At a certain point, I find myself watching the impersonation and not the movie – and when that overshadows or distracts from what may be a remarkable real-life story, I’d prefer to just see the story in documentary form (see: Michael Mann and Will Smith’s Ali versus When We Were Kings). It’s a tricky balance: it requires some pretty deft film-making, from the script to the visuals to the pacing and structure. Should the film attempt to summarise an entire life, at the risk of feeling rushed or lacking gravity? Should it focus on one period or episode from a life, relying on either (or both) its inherent interest factor and/or the audience’s prerequisite knowledge of the subject to add stakes to the drama unfolding onscreen? How do you adapt real-life drama without it looking like generic movie melodrama? How do you present a personality who is larger-than-life in reality without them seeming like a Hollywood charicature in a Hollywood film?
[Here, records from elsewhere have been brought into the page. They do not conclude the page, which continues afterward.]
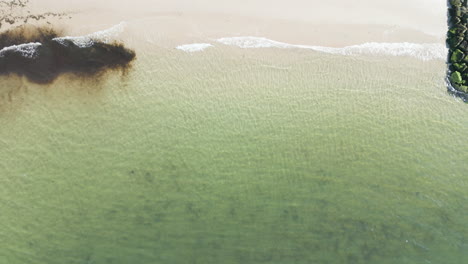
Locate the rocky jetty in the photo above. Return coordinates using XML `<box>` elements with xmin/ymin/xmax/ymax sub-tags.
<box><xmin>447</xmin><ymin>0</ymin><xmax>468</xmax><ymax>100</ymax></box>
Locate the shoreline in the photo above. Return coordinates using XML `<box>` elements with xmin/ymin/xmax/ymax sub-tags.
<box><xmin>15</xmin><ymin>0</ymin><xmax>446</xmax><ymax>51</ymax></box>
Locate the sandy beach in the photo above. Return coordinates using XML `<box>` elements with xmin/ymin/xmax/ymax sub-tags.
<box><xmin>24</xmin><ymin>0</ymin><xmax>447</xmax><ymax>49</ymax></box>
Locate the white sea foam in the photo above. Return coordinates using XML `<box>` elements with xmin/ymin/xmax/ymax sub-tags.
<box><xmin>0</xmin><ymin>22</ymin><xmax>126</xmax><ymax>59</ymax></box>
<box><xmin>0</xmin><ymin>42</ymin><xmax>42</xmax><ymax>58</ymax></box>
<box><xmin>216</xmin><ymin>37</ymin><xmax>447</xmax><ymax>61</ymax></box>
<box><xmin>176</xmin><ymin>43</ymin><xmax>213</xmax><ymax>52</ymax></box>
<box><xmin>53</xmin><ymin>22</ymin><xmax>127</xmax><ymax>48</ymax></box>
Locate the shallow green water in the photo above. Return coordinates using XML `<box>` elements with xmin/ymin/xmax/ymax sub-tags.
<box><xmin>0</xmin><ymin>48</ymin><xmax>467</xmax><ymax>264</ymax></box>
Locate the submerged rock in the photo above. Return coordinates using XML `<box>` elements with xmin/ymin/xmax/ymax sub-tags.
<box><xmin>448</xmin><ymin>35</ymin><xmax>464</xmax><ymax>48</ymax></box>
<box><xmin>450</xmin><ymin>71</ymin><xmax>463</xmax><ymax>84</ymax></box>
<box><xmin>458</xmin><ymin>40</ymin><xmax>468</xmax><ymax>50</ymax></box>
<box><xmin>451</xmin><ymin>49</ymin><xmax>465</xmax><ymax>62</ymax></box>
<box><xmin>451</xmin><ymin>0</ymin><xmax>462</xmax><ymax>7</ymax></box>
<box><xmin>459</xmin><ymin>85</ymin><xmax>468</xmax><ymax>92</ymax></box>
<box><xmin>453</xmin><ymin>62</ymin><xmax>468</xmax><ymax>72</ymax></box>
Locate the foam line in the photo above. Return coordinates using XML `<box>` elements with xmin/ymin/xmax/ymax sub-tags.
<box><xmin>216</xmin><ymin>36</ymin><xmax>447</xmax><ymax>61</ymax></box>
<box><xmin>0</xmin><ymin>42</ymin><xmax>42</xmax><ymax>58</ymax></box>
<box><xmin>176</xmin><ymin>43</ymin><xmax>213</xmax><ymax>52</ymax></box>
<box><xmin>53</xmin><ymin>22</ymin><xmax>127</xmax><ymax>48</ymax></box>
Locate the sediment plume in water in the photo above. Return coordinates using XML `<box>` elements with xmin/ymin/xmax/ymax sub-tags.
<box><xmin>447</xmin><ymin>0</ymin><xmax>468</xmax><ymax>101</ymax></box>
<box><xmin>0</xmin><ymin>25</ymin><xmax>136</xmax><ymax>84</ymax></box>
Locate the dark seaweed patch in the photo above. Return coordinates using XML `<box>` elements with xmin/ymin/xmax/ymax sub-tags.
<box><xmin>0</xmin><ymin>26</ymin><xmax>136</xmax><ymax>84</ymax></box>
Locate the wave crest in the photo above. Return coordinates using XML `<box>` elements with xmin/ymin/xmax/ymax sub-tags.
<box><xmin>53</xmin><ymin>22</ymin><xmax>127</xmax><ymax>48</ymax></box>
<box><xmin>0</xmin><ymin>42</ymin><xmax>42</xmax><ymax>58</ymax></box>
<box><xmin>216</xmin><ymin>37</ymin><xmax>447</xmax><ymax>61</ymax></box>
<box><xmin>176</xmin><ymin>43</ymin><xmax>213</xmax><ymax>52</ymax></box>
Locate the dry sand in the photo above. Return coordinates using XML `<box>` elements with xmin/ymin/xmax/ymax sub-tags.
<box><xmin>22</xmin><ymin>0</ymin><xmax>446</xmax><ymax>49</ymax></box>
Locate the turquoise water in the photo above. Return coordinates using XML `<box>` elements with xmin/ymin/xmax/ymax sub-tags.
<box><xmin>0</xmin><ymin>48</ymin><xmax>467</xmax><ymax>263</ymax></box>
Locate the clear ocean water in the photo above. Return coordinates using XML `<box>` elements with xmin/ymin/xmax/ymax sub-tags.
<box><xmin>0</xmin><ymin>47</ymin><xmax>467</xmax><ymax>263</ymax></box>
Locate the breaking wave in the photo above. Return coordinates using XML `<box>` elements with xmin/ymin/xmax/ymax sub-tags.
<box><xmin>53</xmin><ymin>22</ymin><xmax>127</xmax><ymax>48</ymax></box>
<box><xmin>176</xmin><ymin>43</ymin><xmax>213</xmax><ymax>52</ymax></box>
<box><xmin>0</xmin><ymin>22</ymin><xmax>128</xmax><ymax>59</ymax></box>
<box><xmin>0</xmin><ymin>22</ymin><xmax>126</xmax><ymax>58</ymax></box>
<box><xmin>0</xmin><ymin>42</ymin><xmax>42</xmax><ymax>58</ymax></box>
<box><xmin>215</xmin><ymin>36</ymin><xmax>447</xmax><ymax>61</ymax></box>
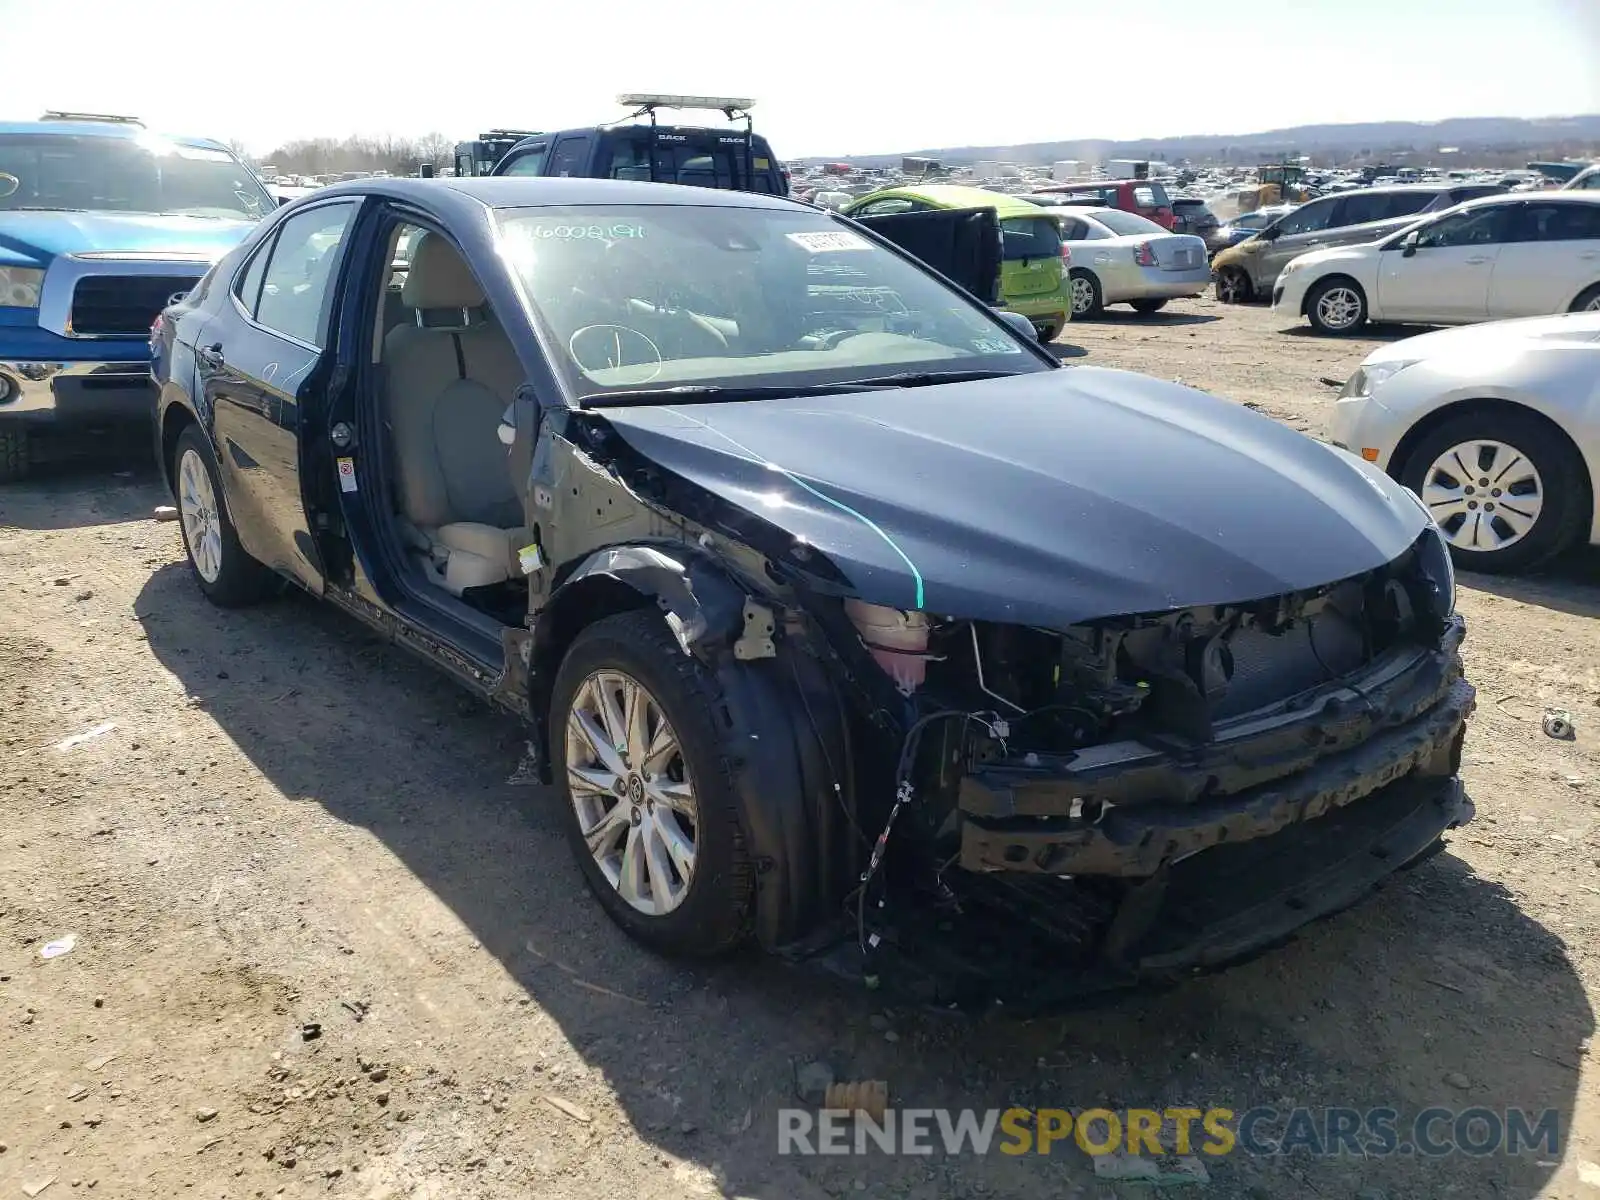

It’s difficult not to compare Get On Up to Ray (and not just because each is a biopic about a legendary African-American musician and performer, whose mid-20th-century emergence and impact on popular music made waves that are still felt in mainstream American culture today, but… yeah, sure). But after Ray, which is better-structured and feels more rounded, even the super-talented Chadwick Boseman‘s performance doesn’t save Get On Up from seeming disjointed and underwhelming (and this was two-for-two for Mr Boseman, what with his previous film role as Jackie Robinson in 42).

There are genuinely interesting bits (such as the scene where Brown explains to his players that all their instruments are drums) which are more compelling than the more melodramatic bits (the hostage scene / framing device) because the former are unique to this story, while the latter seem more fiction than strange.